There have been three Text Retrieval Conferences (TREC) organized by the National Institute of Standards and Technology (NIST) over the last three years which have compared retrieval results on fairly large databases (at least 1 gigabyte). The queries (called topics), relevance judgements and databases were all provided by NIST. The main goal of the tests was to compare various retrieval algorithms using various measures of retrieval effectiveness. When Tague-Sutcliffe (in press) performed an analysis of variance on the average precision there is a large group of systems at the top of the ranking which are not significantly different. In addition the queries contribute more to the mean square than the systems. To gather further insight into the results, this research investigates the variation in query properties as a partial explanation for the variation in retrieval scores. For each topic statement for the queries, the length (number of content words), length of various parts and total number of relevant documents are correlated with the average precision.
There is a long tradition of information retrieval systems testing using experimental designs dating back to the Cranfield experiments (Cleverdon 1962). The primary purpose of these tests was to show either which indexing methods or which retrieval methods perform the best. The results have usually not been conclusive because of the great number of variables involved and the difficulty of constructing a useful measurement of retrieval effectiveness. Until recently, almost all these retrieval tests were done with relatively small document collections ranging from several hundred to tens of thousands. This still falls short of operational systems with millions of documents. Some notable exceptions are the Blair and Maron (1985) tests and the Medlars tests reported by Lancaster (1968).

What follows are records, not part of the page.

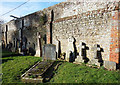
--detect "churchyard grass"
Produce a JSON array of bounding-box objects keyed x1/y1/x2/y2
[
  {"x1": 50, "y1": 62, "x2": 120, "y2": 83},
  {"x1": 2, "y1": 56, "x2": 42, "y2": 83},
  {"x1": 0, "y1": 50, "x2": 17, "y2": 57}
]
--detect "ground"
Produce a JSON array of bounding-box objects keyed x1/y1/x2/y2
[{"x1": 2, "y1": 50, "x2": 120, "y2": 83}]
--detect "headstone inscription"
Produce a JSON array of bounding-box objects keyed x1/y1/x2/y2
[{"x1": 42, "y1": 44, "x2": 56, "y2": 60}]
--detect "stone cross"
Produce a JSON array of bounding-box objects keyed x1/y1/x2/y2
[
  {"x1": 94, "y1": 44, "x2": 101, "y2": 59},
  {"x1": 37, "y1": 32, "x2": 42, "y2": 57},
  {"x1": 5, "y1": 25, "x2": 8, "y2": 46}
]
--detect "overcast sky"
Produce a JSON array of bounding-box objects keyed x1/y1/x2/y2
[{"x1": 0, "y1": 0, "x2": 65, "y2": 22}]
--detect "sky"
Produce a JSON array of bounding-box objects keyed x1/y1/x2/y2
[{"x1": 0, "y1": 0, "x2": 65, "y2": 22}]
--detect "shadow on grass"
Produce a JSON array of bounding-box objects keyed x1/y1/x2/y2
[
  {"x1": 2, "y1": 59, "x2": 13, "y2": 63},
  {"x1": 2, "y1": 54, "x2": 22, "y2": 58},
  {"x1": 43, "y1": 61, "x2": 64, "y2": 83}
]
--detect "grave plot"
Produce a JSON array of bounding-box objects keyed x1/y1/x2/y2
[
  {"x1": 21, "y1": 61, "x2": 54, "y2": 83},
  {"x1": 21, "y1": 44, "x2": 57, "y2": 83}
]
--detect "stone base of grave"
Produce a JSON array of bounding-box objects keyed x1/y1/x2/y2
[
  {"x1": 88, "y1": 59, "x2": 101, "y2": 66},
  {"x1": 35, "y1": 49, "x2": 42, "y2": 57},
  {"x1": 103, "y1": 61, "x2": 117, "y2": 70},
  {"x1": 75, "y1": 56, "x2": 85, "y2": 63}
]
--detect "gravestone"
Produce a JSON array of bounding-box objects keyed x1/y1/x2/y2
[
  {"x1": 42, "y1": 44, "x2": 56, "y2": 60},
  {"x1": 103, "y1": 61, "x2": 117, "y2": 70}
]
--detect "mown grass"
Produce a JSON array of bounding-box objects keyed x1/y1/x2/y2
[
  {"x1": 50, "y1": 62, "x2": 120, "y2": 83},
  {"x1": 0, "y1": 50, "x2": 17, "y2": 57},
  {"x1": 2, "y1": 56, "x2": 41, "y2": 83}
]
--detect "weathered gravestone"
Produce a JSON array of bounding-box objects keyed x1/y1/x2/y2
[{"x1": 42, "y1": 44, "x2": 56, "y2": 60}]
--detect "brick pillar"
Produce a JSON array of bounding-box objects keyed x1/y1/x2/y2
[{"x1": 109, "y1": 10, "x2": 120, "y2": 64}]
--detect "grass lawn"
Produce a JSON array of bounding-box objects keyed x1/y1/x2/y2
[
  {"x1": 0, "y1": 50, "x2": 120, "y2": 84},
  {"x1": 0, "y1": 50, "x2": 17, "y2": 57},
  {"x1": 2, "y1": 56, "x2": 41, "y2": 83},
  {"x1": 50, "y1": 62, "x2": 120, "y2": 83}
]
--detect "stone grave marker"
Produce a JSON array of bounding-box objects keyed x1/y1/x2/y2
[{"x1": 42, "y1": 44, "x2": 56, "y2": 60}]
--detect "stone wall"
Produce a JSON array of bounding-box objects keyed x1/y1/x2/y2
[
  {"x1": 53, "y1": 7, "x2": 111, "y2": 61},
  {"x1": 1, "y1": 0, "x2": 120, "y2": 69}
]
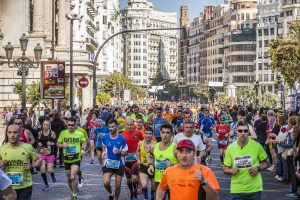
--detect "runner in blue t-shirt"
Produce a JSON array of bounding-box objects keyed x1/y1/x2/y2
[
  {"x1": 198, "y1": 109, "x2": 215, "y2": 161},
  {"x1": 153, "y1": 107, "x2": 166, "y2": 142},
  {"x1": 93, "y1": 123, "x2": 109, "y2": 151},
  {"x1": 100, "y1": 119, "x2": 128, "y2": 199}
]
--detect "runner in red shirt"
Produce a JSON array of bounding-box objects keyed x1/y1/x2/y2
[
  {"x1": 121, "y1": 118, "x2": 144, "y2": 199},
  {"x1": 216, "y1": 117, "x2": 230, "y2": 166}
]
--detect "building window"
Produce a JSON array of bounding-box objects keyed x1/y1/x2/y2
[
  {"x1": 270, "y1": 28, "x2": 275, "y2": 35},
  {"x1": 103, "y1": 15, "x2": 107, "y2": 24}
]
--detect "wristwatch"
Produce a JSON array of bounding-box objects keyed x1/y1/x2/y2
[{"x1": 201, "y1": 179, "x2": 207, "y2": 186}]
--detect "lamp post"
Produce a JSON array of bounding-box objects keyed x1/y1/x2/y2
[
  {"x1": 66, "y1": 14, "x2": 82, "y2": 109},
  {"x1": 4, "y1": 34, "x2": 43, "y2": 110},
  {"x1": 254, "y1": 80, "x2": 259, "y2": 106}
]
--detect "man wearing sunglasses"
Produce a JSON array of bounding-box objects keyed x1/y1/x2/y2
[
  {"x1": 57, "y1": 118, "x2": 85, "y2": 200},
  {"x1": 223, "y1": 121, "x2": 269, "y2": 200}
]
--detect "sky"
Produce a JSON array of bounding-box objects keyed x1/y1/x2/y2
[{"x1": 120, "y1": 0, "x2": 224, "y2": 21}]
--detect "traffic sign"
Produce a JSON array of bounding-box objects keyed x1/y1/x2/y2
[
  {"x1": 124, "y1": 90, "x2": 131, "y2": 102},
  {"x1": 78, "y1": 77, "x2": 89, "y2": 88}
]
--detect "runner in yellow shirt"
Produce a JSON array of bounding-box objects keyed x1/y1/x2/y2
[{"x1": 0, "y1": 124, "x2": 42, "y2": 200}]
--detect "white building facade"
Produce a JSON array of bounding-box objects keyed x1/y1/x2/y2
[
  {"x1": 255, "y1": 0, "x2": 281, "y2": 92},
  {"x1": 0, "y1": 0, "x2": 122, "y2": 108},
  {"x1": 124, "y1": 0, "x2": 178, "y2": 87}
]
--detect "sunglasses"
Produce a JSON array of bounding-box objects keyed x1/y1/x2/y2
[{"x1": 238, "y1": 129, "x2": 249, "y2": 133}]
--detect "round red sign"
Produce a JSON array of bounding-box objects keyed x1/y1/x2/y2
[{"x1": 78, "y1": 77, "x2": 89, "y2": 88}]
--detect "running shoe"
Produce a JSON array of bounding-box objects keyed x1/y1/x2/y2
[
  {"x1": 78, "y1": 177, "x2": 84, "y2": 188},
  {"x1": 71, "y1": 193, "x2": 77, "y2": 200},
  {"x1": 285, "y1": 193, "x2": 299, "y2": 198},
  {"x1": 42, "y1": 185, "x2": 50, "y2": 191},
  {"x1": 51, "y1": 175, "x2": 56, "y2": 183}
]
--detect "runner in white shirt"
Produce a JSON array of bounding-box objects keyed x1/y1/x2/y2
[{"x1": 174, "y1": 121, "x2": 206, "y2": 163}]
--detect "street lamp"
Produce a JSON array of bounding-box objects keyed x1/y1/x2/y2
[
  {"x1": 254, "y1": 80, "x2": 259, "y2": 106},
  {"x1": 66, "y1": 14, "x2": 83, "y2": 109},
  {"x1": 93, "y1": 28, "x2": 186, "y2": 107},
  {"x1": 4, "y1": 34, "x2": 43, "y2": 110}
]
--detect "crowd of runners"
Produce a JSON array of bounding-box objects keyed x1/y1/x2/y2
[{"x1": 0, "y1": 102, "x2": 300, "y2": 200}]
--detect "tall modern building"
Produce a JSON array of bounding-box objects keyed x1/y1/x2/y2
[
  {"x1": 226, "y1": 0, "x2": 257, "y2": 87},
  {"x1": 0, "y1": 0, "x2": 121, "y2": 108},
  {"x1": 96, "y1": 0, "x2": 123, "y2": 79},
  {"x1": 278, "y1": 0, "x2": 300, "y2": 38},
  {"x1": 178, "y1": 6, "x2": 190, "y2": 99},
  {"x1": 123, "y1": 0, "x2": 178, "y2": 87},
  {"x1": 255, "y1": 0, "x2": 281, "y2": 92}
]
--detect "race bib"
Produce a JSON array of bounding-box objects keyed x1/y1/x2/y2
[
  {"x1": 155, "y1": 160, "x2": 169, "y2": 170},
  {"x1": 219, "y1": 140, "x2": 228, "y2": 145},
  {"x1": 142, "y1": 156, "x2": 148, "y2": 164},
  {"x1": 125, "y1": 153, "x2": 136, "y2": 162},
  {"x1": 154, "y1": 124, "x2": 161, "y2": 131},
  {"x1": 105, "y1": 159, "x2": 120, "y2": 169},
  {"x1": 40, "y1": 147, "x2": 51, "y2": 156},
  {"x1": 234, "y1": 156, "x2": 252, "y2": 168},
  {"x1": 6, "y1": 172, "x2": 23, "y2": 185},
  {"x1": 66, "y1": 147, "x2": 76, "y2": 154}
]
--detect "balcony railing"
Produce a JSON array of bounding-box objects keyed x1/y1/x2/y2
[
  {"x1": 86, "y1": 0, "x2": 97, "y2": 16},
  {"x1": 86, "y1": 38, "x2": 99, "y2": 49}
]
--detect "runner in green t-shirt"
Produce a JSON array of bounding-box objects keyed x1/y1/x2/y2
[
  {"x1": 0, "y1": 124, "x2": 41, "y2": 200},
  {"x1": 223, "y1": 121, "x2": 269, "y2": 199},
  {"x1": 148, "y1": 124, "x2": 178, "y2": 198},
  {"x1": 57, "y1": 118, "x2": 85, "y2": 199}
]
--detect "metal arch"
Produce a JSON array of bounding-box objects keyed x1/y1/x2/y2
[{"x1": 93, "y1": 27, "x2": 186, "y2": 107}]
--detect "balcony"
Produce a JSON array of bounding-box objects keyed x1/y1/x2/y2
[
  {"x1": 86, "y1": 38, "x2": 99, "y2": 50},
  {"x1": 86, "y1": 0, "x2": 97, "y2": 17},
  {"x1": 86, "y1": 20, "x2": 97, "y2": 33}
]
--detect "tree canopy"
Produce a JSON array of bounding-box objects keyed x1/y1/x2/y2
[
  {"x1": 269, "y1": 20, "x2": 300, "y2": 86},
  {"x1": 102, "y1": 72, "x2": 147, "y2": 99}
]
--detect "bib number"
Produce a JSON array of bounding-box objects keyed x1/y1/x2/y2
[
  {"x1": 105, "y1": 159, "x2": 120, "y2": 169},
  {"x1": 125, "y1": 153, "x2": 136, "y2": 162},
  {"x1": 6, "y1": 172, "x2": 23, "y2": 185},
  {"x1": 40, "y1": 147, "x2": 51, "y2": 156},
  {"x1": 66, "y1": 147, "x2": 76, "y2": 154},
  {"x1": 234, "y1": 156, "x2": 252, "y2": 168},
  {"x1": 65, "y1": 147, "x2": 79, "y2": 160},
  {"x1": 219, "y1": 140, "x2": 228, "y2": 145},
  {"x1": 155, "y1": 160, "x2": 168, "y2": 170}
]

To extend retrieval evaluation to larger databases and to a larger number of systems a series of Text Retrieval Conferences (TREC) have been conducted by the United States National Institute of Standards and Technology (NIST) and sponsored by the Advanced Research Projects Agency (ARPA). The first TREC was held in 1992 with 24 participants which is summarized by Harman (1993). The second TREC was held in 1993 (Harman 1994) and the third in 1994. Each of the tests had two different tasks: a routing or filtering operation against new data and an ad-hoc query operation against archival data. For TREC-3 the participants received three gigabytes of data for training the routing algorithms against fifty queries. For the test the routing queries were tested against one gigabyte of new data. For the ad-hoc test there were fifty ad-hoc queries to be tested against two gigabytes of archival data. The TREC-3 data includes evaluations of 42 runs (some participants used more than one method) against the fifty ad-hoc topics and fifty routing topics. The documents used are generally text of some type such as newspaper articles.

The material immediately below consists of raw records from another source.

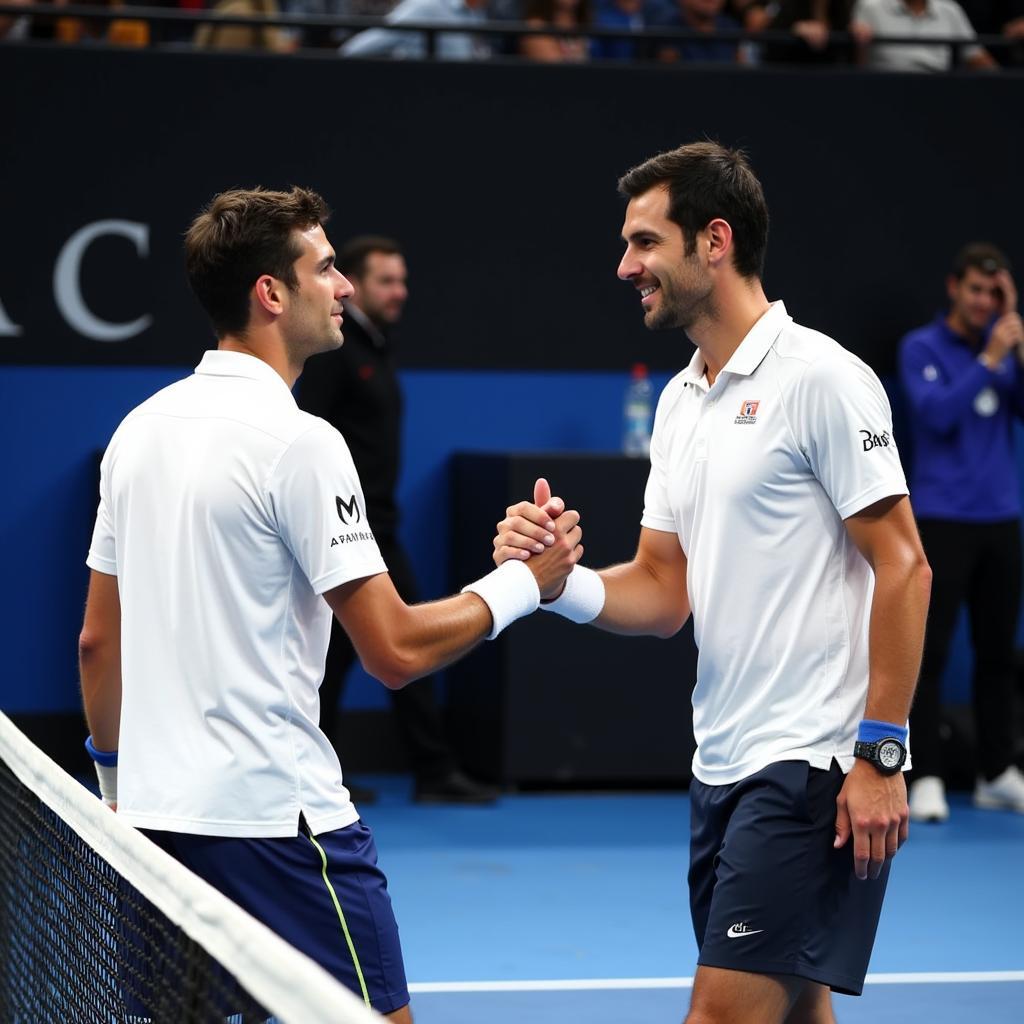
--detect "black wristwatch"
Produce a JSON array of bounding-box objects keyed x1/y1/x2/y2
[{"x1": 853, "y1": 736, "x2": 906, "y2": 775}]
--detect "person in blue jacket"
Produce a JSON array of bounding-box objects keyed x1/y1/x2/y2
[{"x1": 899, "y1": 243, "x2": 1024, "y2": 821}]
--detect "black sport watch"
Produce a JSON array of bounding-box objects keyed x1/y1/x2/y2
[{"x1": 853, "y1": 736, "x2": 906, "y2": 775}]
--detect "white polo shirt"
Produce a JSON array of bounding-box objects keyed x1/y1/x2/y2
[
  {"x1": 642, "y1": 302, "x2": 907, "y2": 785},
  {"x1": 87, "y1": 351, "x2": 387, "y2": 837}
]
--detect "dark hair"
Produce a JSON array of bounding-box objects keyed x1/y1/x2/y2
[
  {"x1": 185, "y1": 186, "x2": 331, "y2": 338},
  {"x1": 334, "y1": 234, "x2": 402, "y2": 278},
  {"x1": 618, "y1": 142, "x2": 768, "y2": 278},
  {"x1": 951, "y1": 242, "x2": 1010, "y2": 281}
]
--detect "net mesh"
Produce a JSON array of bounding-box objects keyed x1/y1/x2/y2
[{"x1": 0, "y1": 715, "x2": 382, "y2": 1024}]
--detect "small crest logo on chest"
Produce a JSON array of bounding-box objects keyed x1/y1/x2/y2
[{"x1": 732, "y1": 400, "x2": 761, "y2": 423}]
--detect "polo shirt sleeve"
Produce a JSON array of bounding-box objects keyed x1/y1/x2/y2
[
  {"x1": 794, "y1": 351, "x2": 908, "y2": 519},
  {"x1": 640, "y1": 380, "x2": 681, "y2": 534},
  {"x1": 850, "y1": 0, "x2": 882, "y2": 32},
  {"x1": 85, "y1": 447, "x2": 118, "y2": 575},
  {"x1": 268, "y1": 420, "x2": 387, "y2": 594},
  {"x1": 949, "y1": 3, "x2": 985, "y2": 60}
]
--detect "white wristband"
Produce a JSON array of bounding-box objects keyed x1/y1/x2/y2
[
  {"x1": 94, "y1": 762, "x2": 118, "y2": 807},
  {"x1": 541, "y1": 565, "x2": 604, "y2": 623},
  {"x1": 462, "y1": 559, "x2": 541, "y2": 640}
]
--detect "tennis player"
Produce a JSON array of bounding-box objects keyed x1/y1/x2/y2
[
  {"x1": 495, "y1": 142, "x2": 931, "y2": 1024},
  {"x1": 80, "y1": 188, "x2": 582, "y2": 1022}
]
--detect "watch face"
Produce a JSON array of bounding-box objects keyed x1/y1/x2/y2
[{"x1": 879, "y1": 739, "x2": 903, "y2": 768}]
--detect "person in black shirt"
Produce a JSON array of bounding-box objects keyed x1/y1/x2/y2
[{"x1": 296, "y1": 236, "x2": 498, "y2": 804}]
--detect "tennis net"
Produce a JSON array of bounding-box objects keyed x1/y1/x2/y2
[{"x1": 0, "y1": 714, "x2": 383, "y2": 1024}]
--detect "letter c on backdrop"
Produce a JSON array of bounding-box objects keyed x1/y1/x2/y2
[{"x1": 53, "y1": 220, "x2": 153, "y2": 341}]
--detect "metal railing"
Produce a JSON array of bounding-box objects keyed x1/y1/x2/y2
[{"x1": 0, "y1": 2, "x2": 1021, "y2": 69}]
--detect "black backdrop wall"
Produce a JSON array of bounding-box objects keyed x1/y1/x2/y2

3. Previous Retrieval Results
The participants in TREC-3 returned ranked lists of the first 1000 documents retrieved by their systems. The union of all retrieved documents for each query was used as the set of documents to be judged for relevance by an independent set of judges. The total number of relevant documents in this set was used as the basis for judging recall (ratio of relevant-retrieved to total relevant). So in fact the calculated recall is actually a maximum recall. Precision (ratio of relevant-retrieved to total retrieved) was calculated at each rank. Various other measures can then be calculated such as the average precision at standard recall levels (see Salton and McGill 1983). Another measure used throughout is the average precision over all relevant documents retrieved. The precision is calculated after each relevant document is retrieved. If a relevant document is not retrieved, the precision is zero. These precision values are then averaged together to get a single performance number for one system on one query. These values are averaged over all queries to get an average precision for a system. They can also be averaged over systems to get an average performance for a query. They also used R-precision, which is the precision calculated after R documents are retrieved where R is the total number of relevant documents. Another measure used was the precision at standard numbers of documents retrieved, at 5, 10, 15, 20, 30, 100, 200 and 1000.

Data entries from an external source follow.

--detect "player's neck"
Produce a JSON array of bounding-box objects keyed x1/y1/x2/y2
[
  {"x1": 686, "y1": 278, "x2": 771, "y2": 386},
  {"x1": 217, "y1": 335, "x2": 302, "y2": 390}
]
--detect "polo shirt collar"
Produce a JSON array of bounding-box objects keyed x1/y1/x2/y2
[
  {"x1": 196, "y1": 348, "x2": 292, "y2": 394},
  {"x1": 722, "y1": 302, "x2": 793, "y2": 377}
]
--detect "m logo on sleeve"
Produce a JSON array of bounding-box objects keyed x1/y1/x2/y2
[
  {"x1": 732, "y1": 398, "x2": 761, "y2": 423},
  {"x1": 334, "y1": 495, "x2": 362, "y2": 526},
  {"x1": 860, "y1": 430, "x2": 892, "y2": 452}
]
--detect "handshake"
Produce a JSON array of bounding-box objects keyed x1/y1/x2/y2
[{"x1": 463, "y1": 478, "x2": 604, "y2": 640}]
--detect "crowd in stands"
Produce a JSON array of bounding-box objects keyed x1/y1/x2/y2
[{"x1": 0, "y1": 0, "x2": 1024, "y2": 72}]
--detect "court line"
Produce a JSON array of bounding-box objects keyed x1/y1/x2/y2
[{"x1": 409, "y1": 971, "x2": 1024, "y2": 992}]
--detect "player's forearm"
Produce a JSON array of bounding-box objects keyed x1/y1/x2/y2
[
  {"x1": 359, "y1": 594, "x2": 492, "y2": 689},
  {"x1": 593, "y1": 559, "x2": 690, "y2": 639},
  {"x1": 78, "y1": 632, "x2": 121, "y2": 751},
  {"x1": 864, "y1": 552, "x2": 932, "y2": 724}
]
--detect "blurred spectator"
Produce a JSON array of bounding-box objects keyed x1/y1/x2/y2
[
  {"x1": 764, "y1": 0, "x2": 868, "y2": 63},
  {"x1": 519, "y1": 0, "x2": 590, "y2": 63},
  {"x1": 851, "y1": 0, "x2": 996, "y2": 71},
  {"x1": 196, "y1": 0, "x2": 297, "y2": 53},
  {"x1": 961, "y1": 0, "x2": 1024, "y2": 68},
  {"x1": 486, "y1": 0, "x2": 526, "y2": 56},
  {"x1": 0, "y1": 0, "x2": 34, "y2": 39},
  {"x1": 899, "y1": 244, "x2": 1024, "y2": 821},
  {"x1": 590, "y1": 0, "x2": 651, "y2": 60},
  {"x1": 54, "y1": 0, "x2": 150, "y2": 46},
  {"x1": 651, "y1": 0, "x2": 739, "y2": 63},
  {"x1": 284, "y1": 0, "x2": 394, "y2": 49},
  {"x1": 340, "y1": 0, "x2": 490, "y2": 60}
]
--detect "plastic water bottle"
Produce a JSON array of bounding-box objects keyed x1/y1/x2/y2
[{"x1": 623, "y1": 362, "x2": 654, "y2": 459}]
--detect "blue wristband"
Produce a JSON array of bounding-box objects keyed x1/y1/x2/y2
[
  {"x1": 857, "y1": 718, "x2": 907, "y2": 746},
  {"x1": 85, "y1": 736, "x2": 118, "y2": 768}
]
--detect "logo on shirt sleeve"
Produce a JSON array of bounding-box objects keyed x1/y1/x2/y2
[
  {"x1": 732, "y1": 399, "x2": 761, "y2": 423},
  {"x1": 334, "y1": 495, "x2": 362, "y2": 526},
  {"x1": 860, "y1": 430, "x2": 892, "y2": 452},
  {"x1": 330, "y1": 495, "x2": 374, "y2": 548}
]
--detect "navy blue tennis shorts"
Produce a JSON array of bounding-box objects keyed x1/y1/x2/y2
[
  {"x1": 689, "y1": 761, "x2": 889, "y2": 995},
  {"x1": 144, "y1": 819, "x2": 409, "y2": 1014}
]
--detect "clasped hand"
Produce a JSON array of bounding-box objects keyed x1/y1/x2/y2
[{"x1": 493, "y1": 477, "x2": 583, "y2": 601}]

TREC-1 showed differences in precision and recall values between systems but the question can be asked: "Which differences are significantly different?". Tague-Sutcliffe analyzed the data from TREC-3 with this question in mind. The fifty queries were considered as a random sample from the population of all queries, so that the results can be generalized to any similar sample of queries. In addition to measures mentioned above Tague-Sutcliffe also calculated the precision averaged over the 11 standard recall levels (0.0 to 1.0) and precision averaged over the 9 number of document levels. Using these output measures an analysis of variance was carried out. The model was a repeated measures design, where the runs were performed over the same set of queries:
Yij = µ+Ai+ Bj+Eij
Where Yij is the score for the ith participant on the jth
µ is the overall mean score,
Ai is the effect of the ith run,
Bj is the effect of the jth query,
Eij is the random variation about the mean.
The analysis of variance table for average precision on the ad-hoc data shows that the mean square for the runs (systems) was 0.38 but for the queries was 0.94 (Tague-Sutcliffe, in press, Table 1). Both these values are statistically significant but the variation amongst the queries was much greater than amongst the runs. In addition if a post-hoc Scheffé test is done to see which runs are significantly different, the top 20 runs form a group which are not significantly different from each other, with a range of average precision from 0.42262 to 0.2689. Thus the retrieval tests do not differentiate between systems very well. It seems that some systems do very well on some queries but not on others. The difficult question to answer is "What are the characteristics of the queries and retrieval methods which work well together?". As a preliminary step this research investigates the query characteristics and how they are related to performance measures.
4. Query Characteristics.
Saracevic and Kantor (1988) report on a major study which as a small part, did investigate query characteristics and their effect on recall and precision. They analyzed 40 questions from users where the searching was done by intermediaries on DIALOG databases. The questions were classified on five characteristics by 21 judges. The categories where: domain (subject), clarity, specificity, complexity and presupposition. They found that the number of relevant documents retrieved was higher in questions of low clarity, low specificity, high complexity and many presuppositions. Of these precision was highest in questions of low specificity and high complexity. There were no significant differences in recall levels.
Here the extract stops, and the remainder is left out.